This indicates that $u=F(z)$ maps the first quadrant of $z$-plane onto the rectangle in $u$-plane formed by vertices $0$, $K$, $K+iK'$, and $iK'$.

Analyticity of $\operatorname{sn}$ in $R$

The analyses in the above section allow us to define the inverse map $z=\operatorname{sn}(u)$ on the rectangular region $R$ described by

\[u=x+iy,\quad 0\le x\le K,\quad 0\le y\le iK'\tag{17}\]

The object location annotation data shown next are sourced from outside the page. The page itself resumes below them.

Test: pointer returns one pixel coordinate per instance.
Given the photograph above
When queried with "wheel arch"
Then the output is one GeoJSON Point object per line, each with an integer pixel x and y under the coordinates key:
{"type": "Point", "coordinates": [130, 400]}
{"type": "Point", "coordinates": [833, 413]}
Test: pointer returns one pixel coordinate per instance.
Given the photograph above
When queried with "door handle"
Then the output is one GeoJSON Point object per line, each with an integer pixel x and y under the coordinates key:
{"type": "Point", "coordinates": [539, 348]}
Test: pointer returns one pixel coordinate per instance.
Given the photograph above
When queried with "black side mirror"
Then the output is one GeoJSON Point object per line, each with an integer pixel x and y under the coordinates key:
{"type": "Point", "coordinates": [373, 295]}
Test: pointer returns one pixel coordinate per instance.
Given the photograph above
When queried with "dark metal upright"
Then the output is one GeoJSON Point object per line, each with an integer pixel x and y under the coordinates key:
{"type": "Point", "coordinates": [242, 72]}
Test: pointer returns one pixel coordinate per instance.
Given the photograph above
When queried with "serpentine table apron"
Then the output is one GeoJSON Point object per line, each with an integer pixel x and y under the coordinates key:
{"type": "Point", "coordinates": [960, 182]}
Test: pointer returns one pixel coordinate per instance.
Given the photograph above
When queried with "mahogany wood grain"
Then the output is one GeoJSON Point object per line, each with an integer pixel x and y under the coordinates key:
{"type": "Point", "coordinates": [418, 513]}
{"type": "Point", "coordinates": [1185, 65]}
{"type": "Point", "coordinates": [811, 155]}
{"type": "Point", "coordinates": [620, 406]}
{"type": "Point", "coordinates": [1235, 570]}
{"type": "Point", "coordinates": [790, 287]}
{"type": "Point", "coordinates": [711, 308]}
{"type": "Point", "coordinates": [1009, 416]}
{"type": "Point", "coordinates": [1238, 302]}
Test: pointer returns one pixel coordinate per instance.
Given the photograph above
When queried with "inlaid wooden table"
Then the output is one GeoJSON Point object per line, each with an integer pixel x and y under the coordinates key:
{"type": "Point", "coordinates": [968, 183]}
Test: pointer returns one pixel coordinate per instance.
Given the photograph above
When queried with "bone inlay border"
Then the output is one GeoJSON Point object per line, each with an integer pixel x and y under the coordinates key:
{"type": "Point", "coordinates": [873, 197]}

We see immediately that $\operatorname{sn}$ possesses a zero at $u=0$ and a singularity at $u=iK'$. However, when $u$ is inside the rectangle described by (17), the open mapping theorem applied to $F$ indicates that $\operatorname{sn}$ is continuous inside $R$. Let $\Gamma$ be any triangular path inside $R$. Then there exists some $n$ such that $\Gamma$ is strictly inside $C_n'$, so we have for any $u\in\Gamma$ that

\[\operatorname{sn}(u)={1\over2\pi i}\oint_{C_n}{zF'(z)\over F(z)-u}\mathrm dz.\tag{18}\]

Thus, we see that

\[\oint_\Gamma\operatorname{sn}(u)\mathrm du={1\over2\pi i}\oint_{C_n}zF'(z)\oint_\Gamma{\mathrm du\over F(z)-u}\mathrm dz.\tag{19}\]

Because $F(z)$ is always outside $\Gamma$, we conclude the left-hand side of (19) is zero. Finally, Morera's theorem guarantees that $\operatorname{sn}$ is analytic inside $R$. From the previous section, we also see that $\operatorname{sn}$ has a continuous extension to the points on the boundary of $R$ except for $u=iK'$.

Double periodicity of $\operatorname{sn}$

Readers are strongly suggested to verify these facts graphically.

Because $z=\operatorname{sn}(u)$ maps the segment $\ell$ described by $y=iK'$ and $0<x\le K$ onto $[k^{-1},+\infty)$, the reflection principle tells us that when $u_0$ and $u_1$ are symmetric about $\ell$, $\operatorname{sn}(u_1)$ and $\operatorname{sn}(u_2)$ are symmetric about $[k^{-1},+\infty)$. In other words, we have

\[\operatorname{sn}(\overline u+2iK')=\overline{\operatorname{sn}(u)}\tag{20}\]

On the other hand, because $y=0$ and $0\le x\le K$ corresponds to the segment $[0,1]$ of $z$-plane, we see that

\[\operatorname{sn}(\overline u)=\overline{\operatorname{sn}(u)}.\tag{21}\]

Combining this with (20) yields

\[\operatorname{sn}(u+2iK')=\operatorname{sn}(u).\tag{22}\]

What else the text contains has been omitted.